Preservation with finite resources: Conservation and rehousing of Pacific Island and African Material Culture Collections

T. Rose Holdcraft


This paper, within a session that addresses decision-making processes for implementation of complex conservation projects, will discuss similarities and unique preservation challenges of two separate projects that involve Pacific Islands tapa/barkcloth and Central and West African ivory and wood items held in the Peabody Museum.

University anthropological museums and other museums that hold extensive collections that are primarily utilized for research and teaching, grapple with continuing issues of appropriate access and preservation. A museum preservation program requires ongoing planned collaboration and flexibility to meet the changing field of museum priorities (loans, inhouse exhibitions, research, teaching, and publication). The additional concern for museums with anthropological holdings whose collections are not all accessioned, catalogued or numbered, includes the federal obligations under NAGPRA. The Peabody Museum, with more than half of its large material culture collections from North America, nearly doubled its staff size for the NAGPRA inventory two years ago. The museum’s long-range preservation/conservation plan provides a structure to address priority or immediate concerns resulting from the inventory process or other museum activities, as well as long-term goals.
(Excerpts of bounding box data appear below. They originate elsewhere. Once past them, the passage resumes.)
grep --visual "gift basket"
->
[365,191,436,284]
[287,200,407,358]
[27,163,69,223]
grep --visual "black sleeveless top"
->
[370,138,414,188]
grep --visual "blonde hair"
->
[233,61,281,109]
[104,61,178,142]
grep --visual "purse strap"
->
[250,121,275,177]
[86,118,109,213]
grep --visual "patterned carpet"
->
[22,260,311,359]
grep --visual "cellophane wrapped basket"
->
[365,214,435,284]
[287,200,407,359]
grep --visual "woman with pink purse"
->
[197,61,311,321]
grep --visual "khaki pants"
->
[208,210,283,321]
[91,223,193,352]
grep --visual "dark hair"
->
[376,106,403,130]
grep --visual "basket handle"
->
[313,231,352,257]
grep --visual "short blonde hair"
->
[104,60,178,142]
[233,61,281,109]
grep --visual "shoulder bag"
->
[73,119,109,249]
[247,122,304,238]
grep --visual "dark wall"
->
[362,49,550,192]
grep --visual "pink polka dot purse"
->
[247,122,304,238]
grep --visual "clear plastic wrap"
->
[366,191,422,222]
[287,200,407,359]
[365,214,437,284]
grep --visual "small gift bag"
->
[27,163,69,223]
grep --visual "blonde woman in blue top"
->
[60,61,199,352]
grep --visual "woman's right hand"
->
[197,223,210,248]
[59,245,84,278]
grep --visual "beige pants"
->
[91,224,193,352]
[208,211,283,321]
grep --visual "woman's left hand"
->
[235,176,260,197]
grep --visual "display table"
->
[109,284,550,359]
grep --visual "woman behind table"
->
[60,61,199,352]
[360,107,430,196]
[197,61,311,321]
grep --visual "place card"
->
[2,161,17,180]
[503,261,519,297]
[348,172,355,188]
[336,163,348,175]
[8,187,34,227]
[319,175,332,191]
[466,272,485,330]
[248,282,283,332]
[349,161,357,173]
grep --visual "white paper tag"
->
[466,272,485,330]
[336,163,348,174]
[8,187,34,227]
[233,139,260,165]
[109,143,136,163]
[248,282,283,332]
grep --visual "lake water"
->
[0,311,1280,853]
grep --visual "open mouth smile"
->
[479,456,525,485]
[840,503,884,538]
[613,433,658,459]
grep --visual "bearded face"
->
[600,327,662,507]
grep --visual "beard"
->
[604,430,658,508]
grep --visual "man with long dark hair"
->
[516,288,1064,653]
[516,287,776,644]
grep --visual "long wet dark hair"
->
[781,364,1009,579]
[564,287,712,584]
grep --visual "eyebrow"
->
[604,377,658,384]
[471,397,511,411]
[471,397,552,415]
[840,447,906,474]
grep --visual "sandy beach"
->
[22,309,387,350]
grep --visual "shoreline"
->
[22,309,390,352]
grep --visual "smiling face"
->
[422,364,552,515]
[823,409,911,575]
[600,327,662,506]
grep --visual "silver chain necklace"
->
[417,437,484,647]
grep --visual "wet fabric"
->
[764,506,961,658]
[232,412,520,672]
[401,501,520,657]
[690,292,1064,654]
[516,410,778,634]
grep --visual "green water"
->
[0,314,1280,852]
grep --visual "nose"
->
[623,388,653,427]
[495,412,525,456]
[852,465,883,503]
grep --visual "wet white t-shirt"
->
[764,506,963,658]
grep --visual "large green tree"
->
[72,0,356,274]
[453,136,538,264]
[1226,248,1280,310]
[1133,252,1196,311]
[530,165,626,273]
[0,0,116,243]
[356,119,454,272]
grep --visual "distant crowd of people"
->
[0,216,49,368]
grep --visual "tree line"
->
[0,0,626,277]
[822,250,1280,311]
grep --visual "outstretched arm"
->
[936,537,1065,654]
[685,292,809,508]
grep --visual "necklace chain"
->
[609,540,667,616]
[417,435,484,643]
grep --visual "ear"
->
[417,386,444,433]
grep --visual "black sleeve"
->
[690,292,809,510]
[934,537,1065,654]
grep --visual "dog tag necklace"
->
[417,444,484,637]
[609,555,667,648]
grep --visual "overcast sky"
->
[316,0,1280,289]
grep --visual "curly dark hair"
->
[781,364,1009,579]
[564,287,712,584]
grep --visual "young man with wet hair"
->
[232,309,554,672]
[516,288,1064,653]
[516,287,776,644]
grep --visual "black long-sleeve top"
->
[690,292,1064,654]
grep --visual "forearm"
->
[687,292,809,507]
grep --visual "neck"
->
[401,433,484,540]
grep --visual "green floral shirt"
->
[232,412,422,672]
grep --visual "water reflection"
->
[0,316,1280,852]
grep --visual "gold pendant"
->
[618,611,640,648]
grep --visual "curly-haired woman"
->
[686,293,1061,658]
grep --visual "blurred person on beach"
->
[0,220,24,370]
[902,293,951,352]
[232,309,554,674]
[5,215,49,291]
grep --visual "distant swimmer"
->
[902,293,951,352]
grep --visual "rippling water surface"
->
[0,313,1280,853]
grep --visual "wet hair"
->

The museum has been meeting its critical preservation needs for several years through specific collection-based conservation projects with additional funding support from private foundations and federal agencies.

The recent and evolving museum-wide systems management approach to documentation of the museum’s extensive archival and material culture collections both impacts and integrates conservation activity and enhances inter-departmental coordination. Museum-wide collaboratively designed conservation projects improve ongoing staff communication, collection care training and preservation awareness.

Organizing challenges (inventory; backlog cataloguing; digital imaging) appear to define a staff base for future support of preservation and research initiatives. Selected material types from the Pacific Islands and African holdings, previously identified as in need of conservation (either due to poor storage and limited research access or due to easy retrieval and subsequent material alterations) have been or are currently being documented, conserved and rehoused. This paper will outline project conception and timing, objectives, relevant planning for personnel, physical space, material resources, and conservation treatment and rehousing solutions. The presentation will discuss how project goals were met and how project results influence and shape future conservation programming.